Spokane finishes in the top 100, and shows significant room for growth.
The Brookings researchers note the nation’s economy is “performing only modestly well” and that half the hiring since 2010 has been in low-wage jobs. They add,
Which is why the Metropolitan Policy Program at Brookings has for the last several years been arguing that to truly rebuild America’s drifting economy, city and metropolitan area leaders—supported by their states and Washington—must work to build an “advanced economy that works for all.”
That vision is reflected in our Priorities for Shared Prosperity. The Brooking report released today expands on the ideal:
An advanced economy that works for all would achieve a higher trajectory of long-run growth by improving the productivity of individuals and firms in ways that raise the standards of living for all people while reducing racial, spatial, and income disparities.
How might cities, metro areas, and the nation build such an economy? One step is certain: Along with improved innovation and training initiatives, stronger labor standards, and a rewoven social safety net, a key element of the needed reconstruction is a metro-by-metro rejuvenation of the nation’s high-tech “advanced industries” sector.
The importance of these high-value innovation and technology industries to any future shared prosperity is why the Metro Program began to focus on the sector in the wake of the 2008 economic crisis.

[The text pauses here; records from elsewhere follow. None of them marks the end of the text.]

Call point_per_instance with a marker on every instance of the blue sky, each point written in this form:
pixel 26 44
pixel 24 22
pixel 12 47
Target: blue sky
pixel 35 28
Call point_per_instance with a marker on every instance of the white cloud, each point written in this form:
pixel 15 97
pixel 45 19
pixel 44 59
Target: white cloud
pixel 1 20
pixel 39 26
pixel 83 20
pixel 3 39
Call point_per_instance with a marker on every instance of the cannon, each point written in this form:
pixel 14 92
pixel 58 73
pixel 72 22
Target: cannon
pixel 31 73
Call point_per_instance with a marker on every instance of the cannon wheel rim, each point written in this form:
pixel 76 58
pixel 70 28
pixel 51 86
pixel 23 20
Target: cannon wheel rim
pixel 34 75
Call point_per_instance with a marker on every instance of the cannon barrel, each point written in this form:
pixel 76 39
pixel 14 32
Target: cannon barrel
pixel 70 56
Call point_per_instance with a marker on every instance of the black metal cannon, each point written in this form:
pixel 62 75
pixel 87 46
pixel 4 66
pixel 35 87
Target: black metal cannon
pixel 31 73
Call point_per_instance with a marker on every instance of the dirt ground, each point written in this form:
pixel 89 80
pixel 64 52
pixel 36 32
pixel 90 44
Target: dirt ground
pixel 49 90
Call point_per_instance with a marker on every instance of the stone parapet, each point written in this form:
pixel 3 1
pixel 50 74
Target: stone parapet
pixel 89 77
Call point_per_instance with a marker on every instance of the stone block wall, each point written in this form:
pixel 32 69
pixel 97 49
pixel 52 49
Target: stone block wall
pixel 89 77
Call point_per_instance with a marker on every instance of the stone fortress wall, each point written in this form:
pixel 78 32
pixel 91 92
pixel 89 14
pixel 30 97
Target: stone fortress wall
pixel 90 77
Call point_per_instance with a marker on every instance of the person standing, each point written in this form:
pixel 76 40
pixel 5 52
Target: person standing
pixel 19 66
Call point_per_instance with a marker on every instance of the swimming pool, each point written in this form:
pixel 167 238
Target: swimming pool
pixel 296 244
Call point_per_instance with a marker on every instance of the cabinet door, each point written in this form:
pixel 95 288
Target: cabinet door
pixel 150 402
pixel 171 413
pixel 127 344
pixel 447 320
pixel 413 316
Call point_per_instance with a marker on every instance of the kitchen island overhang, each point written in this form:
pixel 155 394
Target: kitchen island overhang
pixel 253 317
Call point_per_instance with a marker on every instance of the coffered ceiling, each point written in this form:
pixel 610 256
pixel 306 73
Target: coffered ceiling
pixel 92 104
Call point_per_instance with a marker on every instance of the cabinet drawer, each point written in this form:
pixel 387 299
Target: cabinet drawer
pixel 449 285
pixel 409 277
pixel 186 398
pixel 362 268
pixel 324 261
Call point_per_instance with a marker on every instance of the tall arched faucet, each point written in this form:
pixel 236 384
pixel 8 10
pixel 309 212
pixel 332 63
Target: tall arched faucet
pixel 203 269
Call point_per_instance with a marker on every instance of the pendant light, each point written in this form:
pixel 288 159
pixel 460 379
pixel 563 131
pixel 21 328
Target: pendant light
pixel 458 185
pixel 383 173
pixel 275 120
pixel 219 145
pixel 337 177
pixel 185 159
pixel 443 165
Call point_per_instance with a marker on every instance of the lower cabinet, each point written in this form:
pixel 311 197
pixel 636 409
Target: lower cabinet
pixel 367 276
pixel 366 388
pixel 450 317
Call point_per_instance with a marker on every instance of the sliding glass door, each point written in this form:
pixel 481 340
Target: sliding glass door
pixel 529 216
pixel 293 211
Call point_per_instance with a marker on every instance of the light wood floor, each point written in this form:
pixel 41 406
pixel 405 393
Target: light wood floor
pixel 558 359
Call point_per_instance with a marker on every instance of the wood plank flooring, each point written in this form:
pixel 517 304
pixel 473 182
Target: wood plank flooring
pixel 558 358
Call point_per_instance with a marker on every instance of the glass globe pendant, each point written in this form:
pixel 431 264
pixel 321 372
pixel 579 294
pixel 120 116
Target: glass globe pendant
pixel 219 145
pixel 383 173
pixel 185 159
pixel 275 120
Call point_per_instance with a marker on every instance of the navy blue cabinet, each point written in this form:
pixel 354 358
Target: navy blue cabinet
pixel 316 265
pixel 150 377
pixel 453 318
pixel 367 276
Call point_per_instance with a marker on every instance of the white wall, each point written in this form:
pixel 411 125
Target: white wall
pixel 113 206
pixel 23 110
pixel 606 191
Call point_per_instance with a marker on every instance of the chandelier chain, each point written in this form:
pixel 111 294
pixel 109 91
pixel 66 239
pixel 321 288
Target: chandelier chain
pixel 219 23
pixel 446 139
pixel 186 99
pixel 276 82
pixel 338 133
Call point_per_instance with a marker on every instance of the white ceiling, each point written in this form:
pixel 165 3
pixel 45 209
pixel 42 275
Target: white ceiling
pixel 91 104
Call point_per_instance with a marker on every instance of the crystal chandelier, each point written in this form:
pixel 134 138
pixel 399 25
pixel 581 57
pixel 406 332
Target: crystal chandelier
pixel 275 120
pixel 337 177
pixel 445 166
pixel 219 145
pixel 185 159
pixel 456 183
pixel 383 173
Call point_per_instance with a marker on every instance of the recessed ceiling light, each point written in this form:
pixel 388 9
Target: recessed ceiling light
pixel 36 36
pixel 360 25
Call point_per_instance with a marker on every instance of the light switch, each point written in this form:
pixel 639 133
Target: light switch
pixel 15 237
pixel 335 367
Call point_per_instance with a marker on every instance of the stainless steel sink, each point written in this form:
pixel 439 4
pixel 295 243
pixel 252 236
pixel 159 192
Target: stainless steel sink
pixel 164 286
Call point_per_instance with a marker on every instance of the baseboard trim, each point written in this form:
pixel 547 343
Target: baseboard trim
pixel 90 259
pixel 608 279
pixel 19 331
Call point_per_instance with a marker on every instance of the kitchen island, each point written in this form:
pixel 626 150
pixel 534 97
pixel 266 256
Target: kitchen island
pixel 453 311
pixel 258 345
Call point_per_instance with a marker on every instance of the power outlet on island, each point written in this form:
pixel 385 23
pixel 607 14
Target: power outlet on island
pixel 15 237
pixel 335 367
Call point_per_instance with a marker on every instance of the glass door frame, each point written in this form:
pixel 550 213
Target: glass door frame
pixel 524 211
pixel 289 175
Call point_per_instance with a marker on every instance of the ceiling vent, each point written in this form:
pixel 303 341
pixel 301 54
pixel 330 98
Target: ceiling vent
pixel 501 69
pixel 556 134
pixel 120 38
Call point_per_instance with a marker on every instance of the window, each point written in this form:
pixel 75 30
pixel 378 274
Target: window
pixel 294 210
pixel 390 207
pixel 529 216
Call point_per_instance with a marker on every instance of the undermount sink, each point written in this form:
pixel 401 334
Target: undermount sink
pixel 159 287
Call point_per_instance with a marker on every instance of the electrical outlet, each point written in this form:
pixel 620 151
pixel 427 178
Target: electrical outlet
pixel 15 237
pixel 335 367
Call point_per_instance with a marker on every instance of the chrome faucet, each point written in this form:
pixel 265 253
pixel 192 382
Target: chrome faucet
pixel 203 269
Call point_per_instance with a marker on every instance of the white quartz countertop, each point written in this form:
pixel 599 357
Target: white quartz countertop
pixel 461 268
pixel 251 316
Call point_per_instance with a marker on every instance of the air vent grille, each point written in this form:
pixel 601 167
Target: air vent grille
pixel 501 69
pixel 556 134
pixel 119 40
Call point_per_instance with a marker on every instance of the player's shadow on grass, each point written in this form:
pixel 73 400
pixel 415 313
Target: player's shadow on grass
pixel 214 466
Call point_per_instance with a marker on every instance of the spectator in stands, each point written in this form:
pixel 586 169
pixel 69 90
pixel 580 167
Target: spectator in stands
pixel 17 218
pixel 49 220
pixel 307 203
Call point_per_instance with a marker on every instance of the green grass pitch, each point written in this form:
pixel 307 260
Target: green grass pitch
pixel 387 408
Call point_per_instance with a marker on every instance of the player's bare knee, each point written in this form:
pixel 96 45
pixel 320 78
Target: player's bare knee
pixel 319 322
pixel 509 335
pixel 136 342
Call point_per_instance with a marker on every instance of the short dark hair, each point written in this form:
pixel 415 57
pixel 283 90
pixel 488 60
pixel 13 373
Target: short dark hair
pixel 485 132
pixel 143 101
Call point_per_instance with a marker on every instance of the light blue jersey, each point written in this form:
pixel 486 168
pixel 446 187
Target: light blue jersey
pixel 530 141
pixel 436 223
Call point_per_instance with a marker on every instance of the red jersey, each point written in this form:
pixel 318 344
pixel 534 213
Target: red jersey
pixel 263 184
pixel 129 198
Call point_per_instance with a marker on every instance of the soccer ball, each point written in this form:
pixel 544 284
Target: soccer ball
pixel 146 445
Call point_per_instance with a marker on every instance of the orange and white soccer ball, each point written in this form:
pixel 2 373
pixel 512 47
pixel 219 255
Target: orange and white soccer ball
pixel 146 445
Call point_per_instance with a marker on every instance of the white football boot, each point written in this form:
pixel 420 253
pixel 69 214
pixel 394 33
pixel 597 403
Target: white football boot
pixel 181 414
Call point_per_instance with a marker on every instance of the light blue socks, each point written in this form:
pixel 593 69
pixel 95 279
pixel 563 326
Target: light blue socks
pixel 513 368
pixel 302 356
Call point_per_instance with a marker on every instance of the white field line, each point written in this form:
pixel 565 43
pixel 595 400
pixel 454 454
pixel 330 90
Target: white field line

We continue to see progress in Washington. As we wrote yesterday, the urban-rural economic divide challenges policymakers. In Crosscut, Jaclyn Zubrzycki reports on efforts to improve STEM education in rural schools. The story suggests ways in which educating for “innovation and technology industries” can increase career opportunity in rural communities, contribute to the local economy and bridge the urban-rural divide.